Most train operators already today offer cheaper tickets (or larger quotas of cheap tickets) for trains of lower expected occupancy in order to optimise capacity utilisation and to attract more price-sensitive target groups when it is possible to accommodate these passengers within existing capacity at close to zero marginal costs. Because of both railway liberalization and national fragmentation of incumbent operators, very-long-distance journeys usually involve multiple operators. This means, that in order to make use of the favourable temporal and spatial demand characteristics of very-long-distance trips, passengers need a system creating a single ticket with seamless applicability of passenger rights out of the offers of different operators for different sections of the route.

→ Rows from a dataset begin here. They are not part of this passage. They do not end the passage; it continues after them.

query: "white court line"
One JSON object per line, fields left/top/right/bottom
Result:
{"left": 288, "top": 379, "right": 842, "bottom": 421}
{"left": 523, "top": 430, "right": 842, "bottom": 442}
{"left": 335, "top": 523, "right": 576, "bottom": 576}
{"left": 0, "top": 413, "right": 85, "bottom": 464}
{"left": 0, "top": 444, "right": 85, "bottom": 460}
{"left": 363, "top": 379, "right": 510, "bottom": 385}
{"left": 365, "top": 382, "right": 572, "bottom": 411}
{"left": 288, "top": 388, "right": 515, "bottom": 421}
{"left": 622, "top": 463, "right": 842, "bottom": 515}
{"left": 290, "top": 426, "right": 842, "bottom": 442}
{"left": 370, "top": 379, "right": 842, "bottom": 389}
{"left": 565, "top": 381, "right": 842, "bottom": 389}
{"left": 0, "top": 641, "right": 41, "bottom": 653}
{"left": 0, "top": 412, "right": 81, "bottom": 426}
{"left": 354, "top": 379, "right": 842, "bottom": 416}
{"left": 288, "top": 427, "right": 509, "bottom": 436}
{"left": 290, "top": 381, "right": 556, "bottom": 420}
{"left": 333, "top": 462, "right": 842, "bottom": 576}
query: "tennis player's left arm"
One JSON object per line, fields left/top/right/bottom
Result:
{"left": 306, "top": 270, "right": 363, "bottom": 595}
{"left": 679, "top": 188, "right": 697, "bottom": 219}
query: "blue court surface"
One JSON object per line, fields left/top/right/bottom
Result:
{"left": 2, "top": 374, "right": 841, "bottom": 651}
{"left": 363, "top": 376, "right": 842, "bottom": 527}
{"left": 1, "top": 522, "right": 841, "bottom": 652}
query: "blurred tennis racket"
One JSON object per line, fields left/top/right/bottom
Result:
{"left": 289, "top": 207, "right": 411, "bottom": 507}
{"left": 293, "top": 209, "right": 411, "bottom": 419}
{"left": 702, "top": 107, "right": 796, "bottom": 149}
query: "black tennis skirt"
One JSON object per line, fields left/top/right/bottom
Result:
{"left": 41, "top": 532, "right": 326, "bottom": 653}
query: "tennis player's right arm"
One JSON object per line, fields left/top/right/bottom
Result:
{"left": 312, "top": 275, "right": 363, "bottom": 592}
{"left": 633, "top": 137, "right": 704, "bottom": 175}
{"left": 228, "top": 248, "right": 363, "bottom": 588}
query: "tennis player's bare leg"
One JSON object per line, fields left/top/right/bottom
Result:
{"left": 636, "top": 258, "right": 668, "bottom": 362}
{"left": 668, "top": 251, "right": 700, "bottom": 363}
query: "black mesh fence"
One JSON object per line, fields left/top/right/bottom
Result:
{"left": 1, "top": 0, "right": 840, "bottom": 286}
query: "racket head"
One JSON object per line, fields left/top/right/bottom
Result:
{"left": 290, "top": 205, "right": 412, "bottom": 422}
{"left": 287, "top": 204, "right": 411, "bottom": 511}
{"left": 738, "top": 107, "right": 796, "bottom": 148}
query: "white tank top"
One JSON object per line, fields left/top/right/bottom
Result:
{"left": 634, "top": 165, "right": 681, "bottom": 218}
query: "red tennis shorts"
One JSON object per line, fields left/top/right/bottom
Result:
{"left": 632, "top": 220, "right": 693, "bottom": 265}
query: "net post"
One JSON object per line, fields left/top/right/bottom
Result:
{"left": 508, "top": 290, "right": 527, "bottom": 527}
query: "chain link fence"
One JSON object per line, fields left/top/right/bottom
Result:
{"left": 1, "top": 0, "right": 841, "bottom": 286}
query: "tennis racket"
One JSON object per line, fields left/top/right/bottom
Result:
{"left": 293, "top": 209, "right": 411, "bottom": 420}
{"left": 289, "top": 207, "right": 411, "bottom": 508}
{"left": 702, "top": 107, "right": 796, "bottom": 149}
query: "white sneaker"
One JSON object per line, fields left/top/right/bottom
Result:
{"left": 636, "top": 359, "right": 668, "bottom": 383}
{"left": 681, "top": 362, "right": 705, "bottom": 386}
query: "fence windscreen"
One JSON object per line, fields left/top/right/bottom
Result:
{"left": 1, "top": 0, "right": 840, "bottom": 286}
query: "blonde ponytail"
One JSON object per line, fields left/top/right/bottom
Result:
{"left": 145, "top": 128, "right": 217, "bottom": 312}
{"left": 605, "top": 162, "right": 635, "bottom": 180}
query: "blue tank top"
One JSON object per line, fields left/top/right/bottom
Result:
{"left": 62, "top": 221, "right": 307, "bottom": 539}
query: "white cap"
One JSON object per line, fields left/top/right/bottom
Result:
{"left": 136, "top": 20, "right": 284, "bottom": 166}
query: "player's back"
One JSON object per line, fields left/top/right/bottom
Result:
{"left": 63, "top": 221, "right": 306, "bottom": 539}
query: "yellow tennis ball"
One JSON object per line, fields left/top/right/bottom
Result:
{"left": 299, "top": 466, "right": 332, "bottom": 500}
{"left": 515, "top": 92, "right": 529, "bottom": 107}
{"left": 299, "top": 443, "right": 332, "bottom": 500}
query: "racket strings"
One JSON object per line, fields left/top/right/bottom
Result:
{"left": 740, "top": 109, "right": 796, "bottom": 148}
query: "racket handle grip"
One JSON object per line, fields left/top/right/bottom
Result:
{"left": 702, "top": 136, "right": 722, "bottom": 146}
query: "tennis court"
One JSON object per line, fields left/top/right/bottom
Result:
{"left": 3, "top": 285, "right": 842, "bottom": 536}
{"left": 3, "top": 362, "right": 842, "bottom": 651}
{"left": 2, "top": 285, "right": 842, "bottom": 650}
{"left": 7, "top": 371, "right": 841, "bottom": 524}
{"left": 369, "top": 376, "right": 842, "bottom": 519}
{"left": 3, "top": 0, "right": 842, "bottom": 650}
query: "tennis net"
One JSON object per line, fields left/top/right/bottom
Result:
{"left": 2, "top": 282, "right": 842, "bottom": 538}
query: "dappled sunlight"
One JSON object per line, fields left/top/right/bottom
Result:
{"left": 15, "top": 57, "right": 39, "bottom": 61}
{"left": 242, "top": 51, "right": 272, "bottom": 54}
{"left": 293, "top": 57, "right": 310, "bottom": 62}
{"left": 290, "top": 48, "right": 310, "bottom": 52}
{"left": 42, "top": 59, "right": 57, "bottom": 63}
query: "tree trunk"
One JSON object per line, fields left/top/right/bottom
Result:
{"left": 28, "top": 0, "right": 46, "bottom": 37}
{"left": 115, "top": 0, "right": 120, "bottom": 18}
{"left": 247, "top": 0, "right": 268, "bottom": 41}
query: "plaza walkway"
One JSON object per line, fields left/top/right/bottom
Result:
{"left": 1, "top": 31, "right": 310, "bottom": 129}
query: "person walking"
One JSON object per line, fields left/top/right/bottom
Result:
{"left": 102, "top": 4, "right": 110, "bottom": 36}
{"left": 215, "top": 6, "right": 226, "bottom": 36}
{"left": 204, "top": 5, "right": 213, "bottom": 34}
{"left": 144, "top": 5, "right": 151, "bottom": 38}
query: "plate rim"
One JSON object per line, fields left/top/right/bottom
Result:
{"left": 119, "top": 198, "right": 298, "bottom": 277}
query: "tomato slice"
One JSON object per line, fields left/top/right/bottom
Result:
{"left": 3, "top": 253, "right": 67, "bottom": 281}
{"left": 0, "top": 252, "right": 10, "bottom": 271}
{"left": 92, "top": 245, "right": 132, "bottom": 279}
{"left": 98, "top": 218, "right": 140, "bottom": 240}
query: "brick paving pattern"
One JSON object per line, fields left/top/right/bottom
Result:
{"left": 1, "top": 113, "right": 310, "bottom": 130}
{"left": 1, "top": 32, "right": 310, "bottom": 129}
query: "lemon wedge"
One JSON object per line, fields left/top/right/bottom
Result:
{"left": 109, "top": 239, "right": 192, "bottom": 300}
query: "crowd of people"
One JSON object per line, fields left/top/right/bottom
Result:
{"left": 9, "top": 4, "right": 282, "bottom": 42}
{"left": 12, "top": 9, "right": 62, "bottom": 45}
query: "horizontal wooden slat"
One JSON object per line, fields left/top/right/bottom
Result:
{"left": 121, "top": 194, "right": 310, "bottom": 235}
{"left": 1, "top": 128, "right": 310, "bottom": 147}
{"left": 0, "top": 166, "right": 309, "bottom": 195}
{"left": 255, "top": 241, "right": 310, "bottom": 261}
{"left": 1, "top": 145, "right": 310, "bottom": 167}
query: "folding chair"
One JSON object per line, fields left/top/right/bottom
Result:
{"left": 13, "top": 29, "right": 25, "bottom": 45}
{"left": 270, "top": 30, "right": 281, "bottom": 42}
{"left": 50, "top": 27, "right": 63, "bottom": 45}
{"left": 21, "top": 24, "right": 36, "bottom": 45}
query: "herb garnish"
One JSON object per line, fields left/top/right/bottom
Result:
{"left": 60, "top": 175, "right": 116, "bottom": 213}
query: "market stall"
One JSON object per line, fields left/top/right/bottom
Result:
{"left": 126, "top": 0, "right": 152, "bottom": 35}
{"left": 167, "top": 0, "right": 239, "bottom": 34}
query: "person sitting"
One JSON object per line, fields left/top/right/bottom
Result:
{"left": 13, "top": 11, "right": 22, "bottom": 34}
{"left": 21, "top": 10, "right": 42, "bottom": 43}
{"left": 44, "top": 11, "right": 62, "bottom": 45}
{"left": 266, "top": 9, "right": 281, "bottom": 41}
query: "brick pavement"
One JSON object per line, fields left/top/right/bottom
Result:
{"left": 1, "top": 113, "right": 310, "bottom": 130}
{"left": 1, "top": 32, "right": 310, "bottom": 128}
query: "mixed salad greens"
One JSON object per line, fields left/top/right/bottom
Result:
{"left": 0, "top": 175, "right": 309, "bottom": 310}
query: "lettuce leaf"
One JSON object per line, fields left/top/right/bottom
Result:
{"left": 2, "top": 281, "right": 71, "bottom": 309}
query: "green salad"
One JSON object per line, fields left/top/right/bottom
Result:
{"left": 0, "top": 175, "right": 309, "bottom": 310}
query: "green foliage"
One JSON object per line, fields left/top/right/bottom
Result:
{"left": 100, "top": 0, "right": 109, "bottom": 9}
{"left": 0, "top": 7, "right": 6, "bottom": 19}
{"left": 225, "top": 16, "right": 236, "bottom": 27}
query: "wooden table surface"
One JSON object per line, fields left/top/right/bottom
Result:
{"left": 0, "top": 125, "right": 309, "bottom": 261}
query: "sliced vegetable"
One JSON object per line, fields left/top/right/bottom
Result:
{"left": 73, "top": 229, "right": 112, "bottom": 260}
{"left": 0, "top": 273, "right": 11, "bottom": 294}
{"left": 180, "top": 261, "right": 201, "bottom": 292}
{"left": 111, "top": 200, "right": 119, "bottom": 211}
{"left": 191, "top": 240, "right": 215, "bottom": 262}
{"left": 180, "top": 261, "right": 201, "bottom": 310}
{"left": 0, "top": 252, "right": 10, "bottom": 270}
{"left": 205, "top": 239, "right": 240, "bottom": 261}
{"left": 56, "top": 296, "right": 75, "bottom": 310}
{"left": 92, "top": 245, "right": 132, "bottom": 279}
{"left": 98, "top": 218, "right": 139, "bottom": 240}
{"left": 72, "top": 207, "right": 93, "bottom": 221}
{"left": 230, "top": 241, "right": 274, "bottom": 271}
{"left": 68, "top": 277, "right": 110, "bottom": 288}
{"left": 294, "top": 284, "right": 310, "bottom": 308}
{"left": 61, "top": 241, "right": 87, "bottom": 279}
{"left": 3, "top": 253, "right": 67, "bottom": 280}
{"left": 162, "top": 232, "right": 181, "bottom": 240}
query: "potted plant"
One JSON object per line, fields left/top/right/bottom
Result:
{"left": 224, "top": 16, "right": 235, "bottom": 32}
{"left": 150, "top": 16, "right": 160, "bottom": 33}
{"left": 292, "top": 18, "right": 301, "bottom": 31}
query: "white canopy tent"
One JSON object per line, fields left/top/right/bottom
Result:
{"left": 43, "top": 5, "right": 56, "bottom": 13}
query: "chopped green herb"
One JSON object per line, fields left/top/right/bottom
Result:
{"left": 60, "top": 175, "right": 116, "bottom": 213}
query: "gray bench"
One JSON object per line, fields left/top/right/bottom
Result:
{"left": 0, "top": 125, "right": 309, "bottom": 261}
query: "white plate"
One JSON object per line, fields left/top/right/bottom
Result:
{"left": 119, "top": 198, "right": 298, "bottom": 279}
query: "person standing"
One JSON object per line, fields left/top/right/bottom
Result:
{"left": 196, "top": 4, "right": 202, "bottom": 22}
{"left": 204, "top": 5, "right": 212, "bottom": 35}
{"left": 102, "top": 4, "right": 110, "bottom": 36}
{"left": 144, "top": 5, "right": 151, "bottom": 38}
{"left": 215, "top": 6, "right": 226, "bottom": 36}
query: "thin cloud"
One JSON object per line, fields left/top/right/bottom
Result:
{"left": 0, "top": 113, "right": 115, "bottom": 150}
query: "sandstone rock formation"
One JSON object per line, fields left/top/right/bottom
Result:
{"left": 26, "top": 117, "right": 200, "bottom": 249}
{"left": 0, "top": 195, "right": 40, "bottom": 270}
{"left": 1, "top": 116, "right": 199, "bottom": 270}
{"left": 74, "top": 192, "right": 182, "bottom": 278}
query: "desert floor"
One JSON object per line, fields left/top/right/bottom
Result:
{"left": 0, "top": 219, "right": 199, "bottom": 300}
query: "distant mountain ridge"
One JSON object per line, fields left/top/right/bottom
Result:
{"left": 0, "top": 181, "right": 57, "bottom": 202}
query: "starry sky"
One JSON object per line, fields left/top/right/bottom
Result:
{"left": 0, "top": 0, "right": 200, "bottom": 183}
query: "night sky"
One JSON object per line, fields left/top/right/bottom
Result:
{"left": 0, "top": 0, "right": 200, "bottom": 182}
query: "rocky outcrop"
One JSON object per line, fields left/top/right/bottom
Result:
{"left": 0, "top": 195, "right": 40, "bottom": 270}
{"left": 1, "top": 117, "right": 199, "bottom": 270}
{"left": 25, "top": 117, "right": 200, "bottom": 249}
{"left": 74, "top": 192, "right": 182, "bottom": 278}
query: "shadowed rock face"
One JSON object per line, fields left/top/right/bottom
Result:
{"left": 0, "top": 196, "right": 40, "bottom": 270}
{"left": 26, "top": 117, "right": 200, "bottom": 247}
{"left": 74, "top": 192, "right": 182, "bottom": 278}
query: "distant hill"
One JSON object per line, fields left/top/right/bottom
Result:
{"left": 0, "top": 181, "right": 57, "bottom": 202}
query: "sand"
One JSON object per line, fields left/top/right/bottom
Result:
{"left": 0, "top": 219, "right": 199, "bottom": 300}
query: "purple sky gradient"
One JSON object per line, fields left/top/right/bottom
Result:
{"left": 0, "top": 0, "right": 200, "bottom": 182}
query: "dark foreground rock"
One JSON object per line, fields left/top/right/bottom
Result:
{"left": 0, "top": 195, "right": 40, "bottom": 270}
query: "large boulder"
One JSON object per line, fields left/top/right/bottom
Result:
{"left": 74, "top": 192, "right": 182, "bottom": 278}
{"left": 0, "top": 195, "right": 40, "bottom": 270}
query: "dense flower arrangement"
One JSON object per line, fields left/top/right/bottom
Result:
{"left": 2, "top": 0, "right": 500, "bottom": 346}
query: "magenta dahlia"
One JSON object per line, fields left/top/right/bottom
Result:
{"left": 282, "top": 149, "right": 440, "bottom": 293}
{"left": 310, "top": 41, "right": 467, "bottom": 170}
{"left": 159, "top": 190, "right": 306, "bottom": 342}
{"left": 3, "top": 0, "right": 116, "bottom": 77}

Such a system can be operated by a third-party vendor or by operators which sell tickets not only for their own trains. It is a precondition for the competitiveness of such combined long-distance tickets that operators make all their offers available for third-party vendors or ticketing systems of other operators, including the cheapest offers within their yield management schemes. In order to avoid inappropriate costs for first and last miles, the operators, authorities or transport associations responsible for local train tickets should participate as well.
In order to satisfy different target groups of different sensitivity to price, travel time, interchanges and flexibility, a ticketing system should propose a wide range of itineraries:
For passengers with higher willingness to pay, the system should offer the fastest and the most convenient connections that are as close as possible to the desired departure or arrival time. For these itineraries, both cheaper off-peak and more expensive peak offers are combined, depending on the availability of off-peak fares on the individual parts of journey.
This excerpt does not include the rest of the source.